Na polêmica biografia da dupla Steven Naifeh e Gregory White Smith (Van Gogh, Companhia das Letras, 2012), Van Gogh surge como um homem desesperado, de vida desregrada, sempre à beira de um colapso – o que ajudou a criar o mito do inadaptado social, do suicida. No entanto, a dupla de biógrafos, amparada em pesquisas que remontam à visita feita na década de 1930 pelo historiador John Rewald a Auvers, cidade francesa onde o pintor holandês morreu, afirma categoricamente que Van Gogh não se matou. Ele teria sido vítima de um adolescente agressivo, René Secrétan, fã de Bufallo Bill, que costumava infernizar a vida do pintor quando ele se retirava para o campo com suas tintas e telas.

Foi a arma de Secrétan que atingiu Van Gogh, intencionalmente ou não. Van Gogh, filho primogênito de um pastor protestante, sempre dizia que o suicídio era uma “covardia moral”, o que não impede que, no auge do desespero, possa ter pensando nele. Porém, argumentam seus biógrafos, o gesto de Secrétan foi recebido por Van Gogh como sua libertação, ainda que de forma violenta. Difícil comprovar. Os diretores do Museu Van Gogh, na época do lançamento da biografia, consideraram pouco provável a tese de Naifeh e White Smith.

Uma coisa, porém, é certa: Van Gogh cortou a orelha numa de suas crises. Poderia ter avançado, mas parou por aí. Covardia moral? Pode ser. Seus biógrafos aventam a hipótese de que o comportamento um tanto excêntrico de Van Gogh tinha como origem sua epilepsia. Havia algo de estranhamente sagrado em sua doença. Era quase como um passaporte do pintor para estados alterados, em que desenvolvia por osmose um aprendizado autodidata da natureza e da arte dos pintores que amava (Millet, em particular).

Os biógrafos recorrem às cartas trocadas entre Van Gogh e seu irmão Theo em busca de uma resposta para seu comportamento maníaco – e também para mostrar que o talento pictórico de Van Gogh tinha uma estreita ligação com criação literária, sendo o pintor um leitor de escritores como Zola, um autor amigo de pintores e igualmente defensor desse diálogo.

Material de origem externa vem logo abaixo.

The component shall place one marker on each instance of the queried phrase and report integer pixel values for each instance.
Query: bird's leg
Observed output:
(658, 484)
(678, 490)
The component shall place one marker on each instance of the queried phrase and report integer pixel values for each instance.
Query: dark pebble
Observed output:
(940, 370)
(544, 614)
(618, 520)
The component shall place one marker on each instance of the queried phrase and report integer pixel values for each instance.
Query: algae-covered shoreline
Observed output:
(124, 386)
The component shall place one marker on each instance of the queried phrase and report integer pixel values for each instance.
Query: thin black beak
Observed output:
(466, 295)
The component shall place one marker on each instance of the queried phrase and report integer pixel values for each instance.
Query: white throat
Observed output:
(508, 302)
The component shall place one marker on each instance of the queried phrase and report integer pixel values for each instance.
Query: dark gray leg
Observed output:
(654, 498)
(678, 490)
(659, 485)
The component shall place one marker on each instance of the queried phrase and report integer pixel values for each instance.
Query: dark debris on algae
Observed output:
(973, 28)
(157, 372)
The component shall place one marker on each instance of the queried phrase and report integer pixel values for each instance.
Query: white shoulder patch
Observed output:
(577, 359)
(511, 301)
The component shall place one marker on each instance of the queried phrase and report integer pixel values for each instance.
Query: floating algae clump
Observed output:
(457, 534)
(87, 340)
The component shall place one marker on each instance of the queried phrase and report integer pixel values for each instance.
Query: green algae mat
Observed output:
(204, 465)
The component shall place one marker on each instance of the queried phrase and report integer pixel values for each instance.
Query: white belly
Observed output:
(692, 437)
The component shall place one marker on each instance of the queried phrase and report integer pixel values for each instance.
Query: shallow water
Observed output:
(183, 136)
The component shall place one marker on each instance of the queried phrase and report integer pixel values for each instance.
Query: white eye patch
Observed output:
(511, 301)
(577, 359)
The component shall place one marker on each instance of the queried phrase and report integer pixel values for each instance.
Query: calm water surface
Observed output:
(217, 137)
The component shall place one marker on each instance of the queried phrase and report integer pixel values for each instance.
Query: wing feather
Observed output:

O uso um tanto brutal e primitivo das cores tinha algo da rudeza de Zola: o amarelo tanto podia refletir a vida luminosa em Arles como uma xantopsia patológica; o azul não era uma cor tranquilizadora, mas anunciadora de tempestades e tradutora da natureza hostil. Elas refletem as contradições e a luta interna de Van Gogh para superar suas carências. Rejeitado pela família, dominado pelas mulheres, renegado pelo melhor amigo, Gauguin, só a pintura o salvou das perdas emocionais. E ela sobreviveu.

As informações são do jornal O Estado de S. Paulo.